# Diffusion LLMs

Current closed model: 
[https://chat.inceptionlabs.ai/](https://chat.inceptionlabs.ai/)

# Large Language Diffusion Models (LLaDA)

_"Large Language Diffusion Models" by Nie, Zhu, et al. (arXiv:2502.09992)_

Proposes that "_Generative modeling principles_, rather than the autoregressive formulation [...] fundamentally underpin the essential properties of LLMs".

The paper introduces **masked diffusion models** (MDM), bidrectional BERT-like models that operate on entire sequences in parallel.

Instead of predicting the next token, a diffusion LLM must "de-mask" a corrupted sequence of text.

This is very similar to BERT! Except that we use a variable percentage of noise, rather than a fixed masking rate of 15%.

In [3]:
# ids[i] = (
#     mask_id if dice < .8
#     else random.randint(0, tok.vocab_size - 1) if dice < .9
#     else ids[i]
# )

## Training

A major disadvantage for all "BERT-like" models -- you only get signal when training on a small portion of the masked tokens.

```
The [MASK] of France [MASK] Paris [EOS]
       ^                ^
  Only the masked tokens contribute to the loss
```

> For chosen tokens, BERT masks the token 80% of the time, adds a random vocab 10%, and keeps the token the same 10% of the time.

This is a real disadvantage, in autoregressive models every token predicts the next, and so all contribute to the loss.

This isn't possible in BERT like models since we have no attention masking.

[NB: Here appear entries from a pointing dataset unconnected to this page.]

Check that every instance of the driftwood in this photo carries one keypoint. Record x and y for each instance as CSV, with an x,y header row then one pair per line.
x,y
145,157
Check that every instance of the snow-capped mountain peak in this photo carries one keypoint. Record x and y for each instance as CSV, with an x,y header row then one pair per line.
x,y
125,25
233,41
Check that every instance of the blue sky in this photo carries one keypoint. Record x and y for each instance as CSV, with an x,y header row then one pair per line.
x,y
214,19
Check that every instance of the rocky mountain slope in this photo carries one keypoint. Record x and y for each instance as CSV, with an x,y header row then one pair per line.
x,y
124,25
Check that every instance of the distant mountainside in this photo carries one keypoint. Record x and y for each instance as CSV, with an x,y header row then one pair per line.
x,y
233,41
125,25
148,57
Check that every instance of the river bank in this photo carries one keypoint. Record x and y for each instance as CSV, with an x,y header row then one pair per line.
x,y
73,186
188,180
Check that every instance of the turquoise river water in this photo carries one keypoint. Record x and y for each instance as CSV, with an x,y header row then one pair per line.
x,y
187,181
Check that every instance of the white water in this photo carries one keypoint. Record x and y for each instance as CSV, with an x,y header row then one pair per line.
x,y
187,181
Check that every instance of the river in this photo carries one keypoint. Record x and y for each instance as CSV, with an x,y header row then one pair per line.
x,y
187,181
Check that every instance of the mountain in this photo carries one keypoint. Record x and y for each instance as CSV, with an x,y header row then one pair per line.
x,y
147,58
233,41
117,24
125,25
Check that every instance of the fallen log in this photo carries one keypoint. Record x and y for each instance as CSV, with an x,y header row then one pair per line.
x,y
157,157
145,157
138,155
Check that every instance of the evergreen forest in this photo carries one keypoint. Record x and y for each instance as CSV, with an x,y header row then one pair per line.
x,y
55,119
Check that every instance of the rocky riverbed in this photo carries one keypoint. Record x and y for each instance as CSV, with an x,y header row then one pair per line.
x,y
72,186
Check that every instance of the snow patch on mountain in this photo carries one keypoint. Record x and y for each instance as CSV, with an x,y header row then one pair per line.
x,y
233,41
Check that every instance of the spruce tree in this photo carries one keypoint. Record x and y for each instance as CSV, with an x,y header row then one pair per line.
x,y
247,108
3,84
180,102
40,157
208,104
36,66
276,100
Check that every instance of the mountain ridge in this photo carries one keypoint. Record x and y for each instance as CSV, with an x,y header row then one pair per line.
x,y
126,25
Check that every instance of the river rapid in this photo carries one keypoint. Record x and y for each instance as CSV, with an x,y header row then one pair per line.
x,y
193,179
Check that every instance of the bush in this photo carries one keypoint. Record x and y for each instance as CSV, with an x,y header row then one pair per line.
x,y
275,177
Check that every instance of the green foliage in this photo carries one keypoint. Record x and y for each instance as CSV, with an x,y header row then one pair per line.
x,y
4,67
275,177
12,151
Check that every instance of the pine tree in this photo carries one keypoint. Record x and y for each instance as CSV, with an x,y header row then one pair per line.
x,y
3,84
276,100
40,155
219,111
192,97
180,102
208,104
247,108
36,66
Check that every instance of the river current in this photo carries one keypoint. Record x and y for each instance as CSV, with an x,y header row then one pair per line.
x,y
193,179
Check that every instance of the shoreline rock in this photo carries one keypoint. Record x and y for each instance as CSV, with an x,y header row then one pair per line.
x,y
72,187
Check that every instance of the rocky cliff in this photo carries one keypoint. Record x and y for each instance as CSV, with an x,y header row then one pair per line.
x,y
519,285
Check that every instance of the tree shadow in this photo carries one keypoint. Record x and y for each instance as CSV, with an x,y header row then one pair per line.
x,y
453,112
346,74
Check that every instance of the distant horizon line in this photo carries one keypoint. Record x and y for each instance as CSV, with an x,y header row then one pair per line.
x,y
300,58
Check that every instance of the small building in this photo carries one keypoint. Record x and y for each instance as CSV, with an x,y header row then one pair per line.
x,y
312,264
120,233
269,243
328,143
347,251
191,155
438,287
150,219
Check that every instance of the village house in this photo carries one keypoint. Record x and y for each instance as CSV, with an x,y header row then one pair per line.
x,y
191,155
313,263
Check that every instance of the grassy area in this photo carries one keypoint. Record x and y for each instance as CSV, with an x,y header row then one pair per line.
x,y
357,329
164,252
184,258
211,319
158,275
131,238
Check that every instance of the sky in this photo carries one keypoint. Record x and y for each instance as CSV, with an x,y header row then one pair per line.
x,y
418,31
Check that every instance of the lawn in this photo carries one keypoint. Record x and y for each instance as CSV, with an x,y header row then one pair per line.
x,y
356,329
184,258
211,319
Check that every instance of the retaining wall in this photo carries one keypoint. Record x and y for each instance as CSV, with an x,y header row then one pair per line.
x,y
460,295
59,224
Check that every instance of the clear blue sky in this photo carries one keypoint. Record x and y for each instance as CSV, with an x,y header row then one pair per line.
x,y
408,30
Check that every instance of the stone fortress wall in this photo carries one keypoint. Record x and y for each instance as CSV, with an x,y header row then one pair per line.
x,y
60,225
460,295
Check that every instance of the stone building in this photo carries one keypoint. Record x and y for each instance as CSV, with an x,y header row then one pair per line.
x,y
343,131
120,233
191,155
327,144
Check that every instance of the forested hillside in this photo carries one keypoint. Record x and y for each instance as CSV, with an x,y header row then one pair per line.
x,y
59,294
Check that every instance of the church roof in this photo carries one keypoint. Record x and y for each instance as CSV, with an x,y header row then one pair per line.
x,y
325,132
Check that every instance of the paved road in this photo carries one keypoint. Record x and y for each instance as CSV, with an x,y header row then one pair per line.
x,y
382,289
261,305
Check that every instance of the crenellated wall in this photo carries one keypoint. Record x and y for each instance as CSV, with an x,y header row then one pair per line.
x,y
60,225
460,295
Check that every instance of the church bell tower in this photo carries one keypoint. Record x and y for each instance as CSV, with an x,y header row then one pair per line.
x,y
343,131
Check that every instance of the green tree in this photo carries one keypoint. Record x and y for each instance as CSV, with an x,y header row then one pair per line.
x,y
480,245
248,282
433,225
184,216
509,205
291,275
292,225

### A Minimal Training Script

Given a sequence of text, "corrupt" a variable percentage with `[MASK]`. The model is trained to predict the original tokens that were masked with CEL.

In [None]:
import os, random, torch
from datasets import load_dataset
from accelerate import notebook_launcher
from transformers import (AutoTokenizer, AutoModelForMaskedLM,
                          DataCollatorWithPadding, TrainingArguments, Trainer)
def main():
    model_id = "answerdotai/ModernBERT-large"
    tok = AutoTokenizer.from_pretrained(model_id)
    model = AutoModelForMaskedLM.from_pretrained(model_id, torch_dtype=torch.bfloat16)
    mask_id, sep_id, sep = tok.mask_token_id, tok.sep_token_id, tok.sep_token
    tok.chat_template = (
        "User: {{ messages[0]['content'] }}\n" + sep + "\nAssistant:\n{% generation %}{{ messages[1]['content'] }}{% endgeneration %}")
    
    ## Dataset
    def preprocess(batch):
        def _single(messages):
            enc = tok.apply_chat_template(messages, truncation=True, padding="max_length", max_length=512)
            ids, labels = enc["input_ids"], [-100] * len(enc["input_ids"])
            if sep_id not in ids: return None
            start = ids.index(sep_id) + 1
            cand = [i for i in range(start, len(ids))
                    if ids[i] not in (tok.pad_token_id, sep_id)]
            if not cand: return None
            # Each row we apply a random amount of noise (15-99%) and train as usual.
            n_mask = max(int(len(cand) * random.uniform(0.15, 0.99)), 1)
            for i in random.sample(cand, n_mask):
                labels[i] = ids[i] # If masked, we apply loss on the token.
                ids[i] = mask_id 
            return ids, labels
            
        mapped = (_single(m) for m in batch["messages"])
        filtered = (tup for tup in mapped if tup is not None)
        ids, labels = zip(*filtered)
        return {"input_ids": list(ids), "labels": list(labels)}
    
    ds = load_dataset("allenai/tulu-3-sft-mixture-0225", split="train")
    dd = (ds
        .map(preprocess, num_proc=32, batched=True, remove_columns=ds.column_names)
        .train_test_split(0.05, seed=42))
    
    ## Train
    project_name, run_name = "dllm", "modernbert-dllm-tulu"
    os.environ.setdefault("WANDB_PROJECT", run_name)
    args = TrainingArguments(
        run_name, bf16=True,
        per_device_train_batch_size=32, per_device_eval_batch_size=32,
        eval_strategy="steps", eval_steps=200, num_train_epochs=1,
        report_to="wandb", push_to_hub=True,
    )
    trainer = Trainer(
        model=model, args=args,
        train_dataset=dd["train"], eval_dataset=dd["test"],
    )
    trainer.train()
    tok.push_to_hub(f"tommyp111/{run_name}")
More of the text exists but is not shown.